Trasfigurati e inviati – domenica 25 febbraio 2018

Dal vangelo secondo Marco (Mc 9,2-10)

In quel tempo, Gesù prese con sé Pietro, Giacomo e Giovanni e li condusse su un alto monte, in disparte, loro soli.
Fu trasfigurato davanti a loro e le sue vesti divennero splendenti, bianchissime: nessun lavandaio sulla terra potrebbe renderle così bianche. E apparve loro Elia con Mosè e conversavano con Gesù. Prendendo la parola, Pietro disse a Gesù: «Rabbì, è bello per noi essere qui; facciamo tre capanne, una per te, una per Mosè e una per Elia». Non sapeva infatti che cosa dire, perché erano spaventati. Venne una nube che li coprì con la sua ombra e dalla nube uscì una voce: «Questi è il Figlio mio, l’amato: ascoltatelo!». E improvvisamente, guardandosi attorno, non videro più nessuno, se non Gesù solo, con loro.
Mentre scendevano dal monte, ordinò loro di non raccontare ad alcuno ciò che avevano visto, se non dopo che il Figlio dell’uomo fosse risorto dai morti. Ed essi tennero fra loro la cosa, chiedendosi che cosa volesse dire risorgere dai morti.

Le liete notizie, “i vangeli”, non sono faldoni da portare o da inviare al macero per essere riciclati.
Nella proposta fatta a Pietro, Giacomo e Giovanni da parte di Gesù c’è chiaramente una buona notizia da portare: un vangelo da comunicare e un annuncio da non inglobare. Il vangelo è una persona da incontrare e da non circoscrivere in un perimetro.
Sul Tabor, il monte della Trasfigurazione, Gesù annuncia che la risurrezione è un fatto concreto. Questo sebbene provochi sconcerto ai suoi discepoli, nello stesso tempo apre a nuove prospettive di vita.
Sul Tabor Gesù fu trasfigurato, mettendosi completamente a disposizione del Padre e cambiando aspetto e abiti, intende indicare la via della bellezza come strada maestra per passare dalla tristezza alla novità di vita. Inoltre mostra che è possibile costruire il paradiso in terra e rivoluziona l’idea di un Dio vendicativo e oppressivo che da sempre si era voluta trasmettere.

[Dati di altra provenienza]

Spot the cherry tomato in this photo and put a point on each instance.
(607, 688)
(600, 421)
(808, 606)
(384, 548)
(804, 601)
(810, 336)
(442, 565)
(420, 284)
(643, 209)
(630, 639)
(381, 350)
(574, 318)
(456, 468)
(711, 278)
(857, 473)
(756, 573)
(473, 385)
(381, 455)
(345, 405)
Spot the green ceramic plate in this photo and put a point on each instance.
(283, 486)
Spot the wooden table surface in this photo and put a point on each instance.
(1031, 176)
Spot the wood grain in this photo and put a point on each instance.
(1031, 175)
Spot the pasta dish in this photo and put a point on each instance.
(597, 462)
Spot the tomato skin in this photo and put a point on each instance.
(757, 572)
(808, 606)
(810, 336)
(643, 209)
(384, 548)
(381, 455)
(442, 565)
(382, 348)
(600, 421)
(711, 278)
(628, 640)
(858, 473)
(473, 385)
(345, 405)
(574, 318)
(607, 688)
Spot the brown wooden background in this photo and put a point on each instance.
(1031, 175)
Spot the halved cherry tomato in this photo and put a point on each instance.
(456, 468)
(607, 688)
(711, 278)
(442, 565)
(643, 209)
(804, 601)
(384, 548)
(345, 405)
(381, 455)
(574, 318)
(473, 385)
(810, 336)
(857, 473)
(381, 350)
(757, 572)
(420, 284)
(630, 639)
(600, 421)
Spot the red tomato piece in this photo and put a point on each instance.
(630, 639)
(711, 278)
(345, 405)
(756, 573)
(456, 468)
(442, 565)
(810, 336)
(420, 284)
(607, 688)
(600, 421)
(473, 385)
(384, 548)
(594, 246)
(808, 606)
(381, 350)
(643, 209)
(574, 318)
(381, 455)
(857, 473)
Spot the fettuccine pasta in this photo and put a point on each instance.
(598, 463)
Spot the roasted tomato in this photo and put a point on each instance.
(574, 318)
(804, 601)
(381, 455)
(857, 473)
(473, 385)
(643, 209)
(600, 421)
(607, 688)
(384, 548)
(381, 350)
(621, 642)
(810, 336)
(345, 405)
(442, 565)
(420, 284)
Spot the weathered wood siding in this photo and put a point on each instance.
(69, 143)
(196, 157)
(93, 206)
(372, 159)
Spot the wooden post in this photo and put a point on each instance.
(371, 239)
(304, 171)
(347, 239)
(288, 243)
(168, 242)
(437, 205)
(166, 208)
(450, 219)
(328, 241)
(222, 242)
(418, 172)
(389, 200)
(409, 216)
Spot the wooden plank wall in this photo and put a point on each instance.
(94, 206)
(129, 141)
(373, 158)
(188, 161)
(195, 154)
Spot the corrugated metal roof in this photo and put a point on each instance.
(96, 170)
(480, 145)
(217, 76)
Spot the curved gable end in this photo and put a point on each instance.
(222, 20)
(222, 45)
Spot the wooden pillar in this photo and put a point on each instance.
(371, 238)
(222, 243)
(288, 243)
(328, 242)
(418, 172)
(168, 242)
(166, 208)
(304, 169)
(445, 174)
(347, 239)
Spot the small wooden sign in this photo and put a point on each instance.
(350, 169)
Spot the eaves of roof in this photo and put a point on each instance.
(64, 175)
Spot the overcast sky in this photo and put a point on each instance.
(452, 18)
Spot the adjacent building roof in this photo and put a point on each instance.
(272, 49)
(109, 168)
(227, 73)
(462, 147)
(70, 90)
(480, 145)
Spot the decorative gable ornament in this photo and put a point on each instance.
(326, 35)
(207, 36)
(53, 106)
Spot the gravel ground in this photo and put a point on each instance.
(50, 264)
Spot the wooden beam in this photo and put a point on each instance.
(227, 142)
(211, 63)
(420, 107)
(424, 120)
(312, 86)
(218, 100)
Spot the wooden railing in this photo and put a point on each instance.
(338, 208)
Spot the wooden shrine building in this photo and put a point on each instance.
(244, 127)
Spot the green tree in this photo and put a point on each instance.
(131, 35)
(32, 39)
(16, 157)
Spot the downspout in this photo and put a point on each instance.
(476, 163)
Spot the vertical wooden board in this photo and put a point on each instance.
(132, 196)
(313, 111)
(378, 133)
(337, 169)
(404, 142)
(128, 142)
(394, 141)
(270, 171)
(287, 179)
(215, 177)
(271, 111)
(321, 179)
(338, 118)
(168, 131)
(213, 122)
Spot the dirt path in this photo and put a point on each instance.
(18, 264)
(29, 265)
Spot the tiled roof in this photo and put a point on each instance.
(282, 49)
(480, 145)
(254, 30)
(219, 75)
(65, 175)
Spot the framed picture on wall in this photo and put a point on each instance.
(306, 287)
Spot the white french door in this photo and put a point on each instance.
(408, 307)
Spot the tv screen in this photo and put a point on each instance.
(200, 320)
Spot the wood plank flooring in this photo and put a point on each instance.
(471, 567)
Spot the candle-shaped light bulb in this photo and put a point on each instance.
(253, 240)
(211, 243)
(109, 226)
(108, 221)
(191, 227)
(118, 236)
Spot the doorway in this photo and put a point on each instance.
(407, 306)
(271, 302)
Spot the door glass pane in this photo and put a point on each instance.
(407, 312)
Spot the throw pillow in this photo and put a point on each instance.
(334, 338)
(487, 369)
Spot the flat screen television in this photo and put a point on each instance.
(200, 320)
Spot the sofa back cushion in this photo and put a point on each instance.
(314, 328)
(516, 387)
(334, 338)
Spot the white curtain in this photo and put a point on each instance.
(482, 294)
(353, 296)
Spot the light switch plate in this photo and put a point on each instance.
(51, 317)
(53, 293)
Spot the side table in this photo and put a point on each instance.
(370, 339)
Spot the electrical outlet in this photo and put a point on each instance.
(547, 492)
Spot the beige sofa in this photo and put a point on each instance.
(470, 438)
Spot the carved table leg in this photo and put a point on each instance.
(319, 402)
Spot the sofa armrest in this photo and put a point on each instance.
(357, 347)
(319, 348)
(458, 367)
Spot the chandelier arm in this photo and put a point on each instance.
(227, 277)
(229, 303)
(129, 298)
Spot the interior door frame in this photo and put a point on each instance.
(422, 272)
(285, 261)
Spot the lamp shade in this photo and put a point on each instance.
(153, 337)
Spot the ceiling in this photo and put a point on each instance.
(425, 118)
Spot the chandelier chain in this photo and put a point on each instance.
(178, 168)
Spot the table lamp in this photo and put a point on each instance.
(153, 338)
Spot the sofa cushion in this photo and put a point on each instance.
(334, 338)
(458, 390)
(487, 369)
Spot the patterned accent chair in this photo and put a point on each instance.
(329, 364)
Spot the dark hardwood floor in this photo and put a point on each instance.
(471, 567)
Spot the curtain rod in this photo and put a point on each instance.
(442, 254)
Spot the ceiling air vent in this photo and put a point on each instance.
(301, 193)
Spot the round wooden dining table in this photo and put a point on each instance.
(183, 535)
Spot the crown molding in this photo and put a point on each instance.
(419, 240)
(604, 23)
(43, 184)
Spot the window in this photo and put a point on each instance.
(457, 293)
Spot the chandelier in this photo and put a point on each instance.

Chiama per questo a testimoni Mosè, il traghettatore dalla schiavitù egiziana ed Elia il condottiero vittorioso contro tutti i nemici di Jahvè.
Infatti, con la festa delle capanne, gli Ebrei ricordando la liberazione dalla schiavitù egiziana, vivevano per una settimana sotto di esse credendo che il Messia, il nuovo liberatore, si sarebbe manifestato nel giorno in cui si commemorava l’antica liberazione. Nel voler costruire tre capanne da parte di Pietro si rivela chiaramente l’idea di volere un Messia secondo la legge di Mosè che con la forza avrebbe dovuto mostrare a tutti la sua potenza.
Al contrario, sul Tabor Gesù si mostra diverso e rivoluzionario: non un Dio potente che distrugge, ma il Dio della misericordia che perdona. Se Pietro crede nel Dio dei superlativi e dei maggiorativi, Gesù propone i l Dio dei diminuitivi. Un Dio che sta con i poveri e con la strategia della misericordia comunica la buona notizia dell’amore e della salvezza . Una salvezza da portare a tutti perché tutti affinché tutti scoprano l’amore infinito di Dio.
Inoltre non intende inglobarsi sotto una capanna o costruire una struttura coercitiva per i suoi fedeli. Dal Tabor Gesù propone che si discenda per portare lo stesso annuncio “ai senza Chiesa” e insieme con loro costruire una comunità senza mondanità che rischia al fianco dei deboli e che non rimanere tiepida nel denunciare le violenze sui bambini o l’uso indiscriminato delle armi.
Insieme come Chiesa siamo chiamati a scalare altre montagne e senza costruire nuove strutture cementate, progettare una “chiesa dalle tasche bucate” al fine di intravedere, anche quando tutto sembra impossibile, il fondo dell’amore dove la luce trapana anche nei giorni più oscuri.
Dal Tabor bisogna scendere per portare la lieta notizia che anche i “senza chiesa” possono contribuire prima, e partecipare poi, alla Pasqua del Cristo dove ognuno non si sente solo perché nessuno è un inglobato, un riciclato o un sopportato, ma è realmente un salvato.